The 720-foot (219-metre) vessel, the first American cruiser since the end of World War Two to be built new from the keel up, boasted the world’s highest bridge and was the last such U.S. vessel with teakwood decks, according to Navy history.
Long Beach, commissioned in 1961, is not the first warship to be recycled. But the defense contractor that exclusively handles such auctions, Government Liquidation, said it would be the first time in its 11-year history that a nuclear powered guided missile cruiser has been sold for scrap.
Other decommissioned U.S. military vessels have been sunk, sold to other countries or more rarely turned into museums open to the public, as was the fate of the storied battleship USS Iowa, which opened in Los Angeles as a museum to much fanfare on Saturday.
“I’m sure that Long Beach was always designated for scrapping.
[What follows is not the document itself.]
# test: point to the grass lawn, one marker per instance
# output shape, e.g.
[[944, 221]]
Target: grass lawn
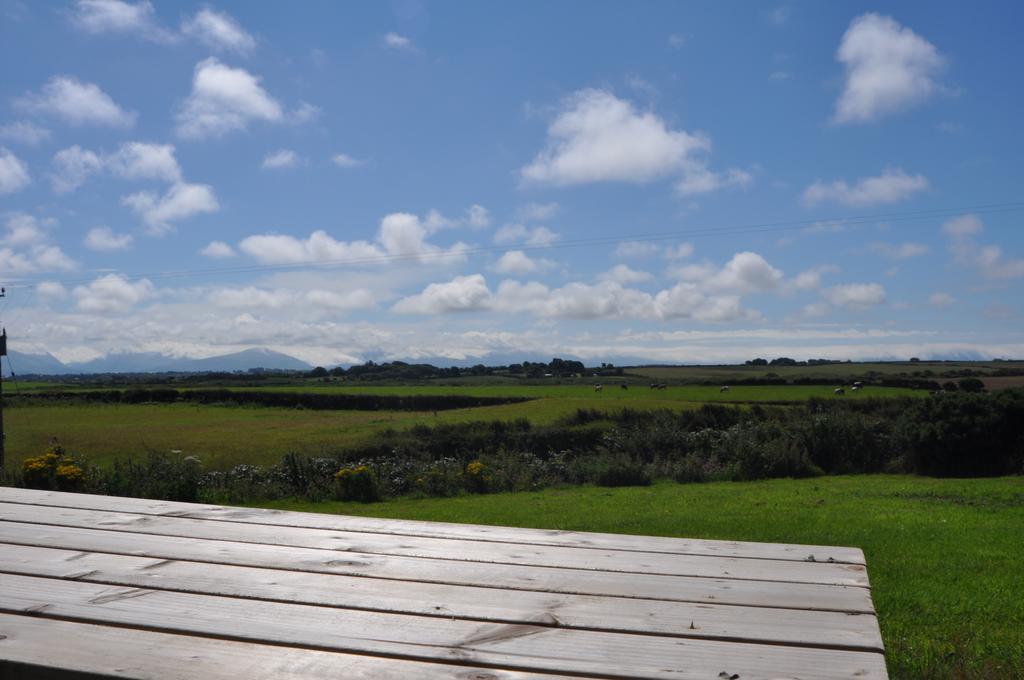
[[944, 555]]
We don’t make a lot of ships into museums,” said Pat Dolan, spokesperson at the U.S. Naval Sea Systems Command.
All U.S. Navy nuclear cruisers were ordered decommissioned because of defense budget cuts after the 1991 Gulf War during the early 1990s.
Long Beach, which served in Vietnam and provided support during the Gulf War, was decommissioned in 1995 and its two nuclear reactors were deactivated.
Long Beach had 10,000 tons of steel, 300 miles of electrical cable and 450 tons of aluminum, earning it the voice radio call sign “Alcoa” after the aluminum maker of the same name.
More than a dozen scrap dealers have expressed interest in taking part in sealed online bidding for the hull, with more than 7.35 million pounds (3.33 million kg) of steel, aluminum and copper wiring, galley equipment, tables, chairs, lockers and bunks, Government Liquidation president Tom Burton said.
“It’s a two-year process but it could take 18 to 26 months,” Burton said. “What’s left is an inert hull.”
Retired engineering officer Doug Harms, 81, served from 1959 to 1962 on Long Beach, which then conducted operational missile testing near Virginia’s Norfolk, Germany’s Bremerhaven, Cuba’s Guantanamo Bay and Puerto Rico’s San Juan.
It had a crew of 80 officers and 1,100 enlisted sailors. In a two-month mission in 1964 called “Operation Sea Orbit,” Long Beach steamed 30,000 miles without refueling. It joined the USS Enterprise aircraft carrier and USS Bainbridge cruiser in the world’s first all-nuclear battle formation, according to Government Liquidation.
“A big ship like that was nice to be on. It was like a big city,” said Harms, who now lives in Idaho.
The auction is set to close on Thursday at 5 p.m. Minimum bids are $150.